# Factorise z^3+1 into a linear and quadratic factor. Let y=(1+i√3)/2. Show that y is a cube root of -1. Show that y^2=y-1. Find the value of (1-y)^6.

To factorise z^{3}+1 into a linear and quadratic factor, it is best to try the factor theorem first. We set the equation to zero: z^{3}+1=0.

We need to find a value of z such that the above is true. By inspection we can see that if z=-1 then the above is true because (-1)^{3}+1=0 since (-1)^{3}=-1.

Therefore, (z+1) is a factor. The other factor is quadratic. We know, by inspection, that the quadratic factor will look like: (z^{2}+kx+1) where k is a constant. This is because z^{3}+1 can be written as a product of its factors: z^{3}+1=(z+1)(z^{2}+kx+1). The coefficient of the z^{3} term and constant term are 1 so we know the coefficient of the z^{2 }and constant term in the quadratic. By inspection we can also see that k=-1.

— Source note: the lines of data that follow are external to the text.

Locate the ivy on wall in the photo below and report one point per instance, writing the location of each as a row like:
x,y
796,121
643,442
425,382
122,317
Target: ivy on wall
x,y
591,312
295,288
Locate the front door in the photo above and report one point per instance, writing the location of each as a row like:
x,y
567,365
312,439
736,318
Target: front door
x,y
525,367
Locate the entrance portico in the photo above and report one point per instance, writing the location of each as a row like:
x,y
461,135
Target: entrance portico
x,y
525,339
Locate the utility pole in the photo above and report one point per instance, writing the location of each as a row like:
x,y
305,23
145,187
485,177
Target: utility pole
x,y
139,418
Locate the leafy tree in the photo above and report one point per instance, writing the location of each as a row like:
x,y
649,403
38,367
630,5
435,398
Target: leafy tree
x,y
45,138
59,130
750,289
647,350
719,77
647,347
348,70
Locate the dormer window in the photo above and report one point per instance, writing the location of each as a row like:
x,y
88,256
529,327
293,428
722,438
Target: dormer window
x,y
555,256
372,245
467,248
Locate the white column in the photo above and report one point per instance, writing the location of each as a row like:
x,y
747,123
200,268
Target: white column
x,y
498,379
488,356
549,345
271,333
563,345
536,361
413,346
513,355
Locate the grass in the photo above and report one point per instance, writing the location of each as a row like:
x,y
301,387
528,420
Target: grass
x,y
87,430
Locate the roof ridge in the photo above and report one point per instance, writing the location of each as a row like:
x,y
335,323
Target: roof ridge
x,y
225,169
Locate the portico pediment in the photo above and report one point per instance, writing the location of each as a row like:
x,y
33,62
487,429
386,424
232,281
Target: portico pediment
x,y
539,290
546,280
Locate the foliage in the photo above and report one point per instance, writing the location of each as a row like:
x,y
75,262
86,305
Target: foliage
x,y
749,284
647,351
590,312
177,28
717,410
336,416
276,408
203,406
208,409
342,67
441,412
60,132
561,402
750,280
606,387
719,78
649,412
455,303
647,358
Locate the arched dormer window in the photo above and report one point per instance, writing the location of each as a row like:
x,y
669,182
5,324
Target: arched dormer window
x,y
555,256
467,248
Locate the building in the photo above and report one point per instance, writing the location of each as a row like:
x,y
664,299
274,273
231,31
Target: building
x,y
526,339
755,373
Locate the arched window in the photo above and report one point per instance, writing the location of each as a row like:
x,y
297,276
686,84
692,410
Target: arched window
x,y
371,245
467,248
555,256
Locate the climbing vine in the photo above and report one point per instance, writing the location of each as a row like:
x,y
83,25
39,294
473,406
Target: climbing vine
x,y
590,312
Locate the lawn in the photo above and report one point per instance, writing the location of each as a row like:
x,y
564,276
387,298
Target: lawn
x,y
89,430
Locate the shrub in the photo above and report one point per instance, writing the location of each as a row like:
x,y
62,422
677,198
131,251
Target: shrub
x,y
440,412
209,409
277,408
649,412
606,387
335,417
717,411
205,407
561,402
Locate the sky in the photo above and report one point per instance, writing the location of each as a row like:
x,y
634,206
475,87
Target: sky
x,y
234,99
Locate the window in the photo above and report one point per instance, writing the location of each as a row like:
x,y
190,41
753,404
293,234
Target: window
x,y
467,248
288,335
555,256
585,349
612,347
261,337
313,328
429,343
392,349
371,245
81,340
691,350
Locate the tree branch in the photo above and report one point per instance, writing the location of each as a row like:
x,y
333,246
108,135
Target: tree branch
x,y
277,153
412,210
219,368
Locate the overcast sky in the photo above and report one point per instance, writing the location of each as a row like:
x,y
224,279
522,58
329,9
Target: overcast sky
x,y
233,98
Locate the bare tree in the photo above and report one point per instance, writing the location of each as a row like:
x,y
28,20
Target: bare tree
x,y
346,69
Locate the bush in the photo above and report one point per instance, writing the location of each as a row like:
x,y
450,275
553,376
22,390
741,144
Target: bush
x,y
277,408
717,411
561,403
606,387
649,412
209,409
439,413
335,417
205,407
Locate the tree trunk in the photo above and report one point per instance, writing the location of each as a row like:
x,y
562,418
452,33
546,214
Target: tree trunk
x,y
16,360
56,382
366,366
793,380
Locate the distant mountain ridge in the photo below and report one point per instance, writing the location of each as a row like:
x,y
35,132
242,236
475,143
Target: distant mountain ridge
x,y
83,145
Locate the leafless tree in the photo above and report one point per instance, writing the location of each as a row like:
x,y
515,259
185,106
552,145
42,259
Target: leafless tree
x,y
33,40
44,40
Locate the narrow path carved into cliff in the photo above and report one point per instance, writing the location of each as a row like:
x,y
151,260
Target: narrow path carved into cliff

The second part of the questions asks us to show that y^{3}=-1. There are several approaches for this. You can square y to obtain y^{2} then multiply it by y again to obtain y^{3} and show that it is equal to -1. You can also write y in polar form, then apply De Moivre’s theorem to obtain y^{3} then convert back into Cartesian form. The final method is as follows:

We want to show that y^{3}=-1. Earlier we wrote: z^{3}=-1 which leads to z^{3}+1=(z+1)(z^{2}-z+1)=0. We know that if y is a cubic root of -1 then it cannot be equal to -1, so for the above to be true then (z^{2}-z+1) must be equal to 0. We simply solve the quadratic (z^{2}-z+1)=0 using the quadratic formula. The formula gives us that z=(1+i√3)/2 after taking the positive result. We note that this is equal to y. Since y=x then y is a cube root of -1.

The third part of the question asks us to show that y^{2}=y-1. Using our working from earlier, we know that y is a root of z^{2}-z+1=0 so y^{2}-y+1=0. Rearranging this we have y^{2}=y-1 as required. Alternatively you can find y^{2} then show that it is equal to y-1.

The final part of the question is to find the value of (1-y)^{6}. Instinctively most people would use the binomial expansion but there is a far more elegant solution. From the previous part we have y^{2}=y-1. If we multiply both sides by -1 then:

(-y^{2} )=1-y

Raising both sides to the power 6 as the question required and using power laws:

(-y^{2})^{6}=(1-y)^{6}

Why would we do this though? Maybe you can see why; there is a piece of information from earlier that we can use, if not, keep following and you will see that this method is very clever.

(-y)^{6*2}=(y)^{12}=(1-y)^{6}

The negative sign disappears as squaring a number makes it positive.

We can manipulate this further:

(y)^{12}=(y)^{3*4}=(y^{3})^{4}

Earlier we had (y^{3})=-1 and so ultimately the value of (1-y)^{6}=(-1)^{4}=1.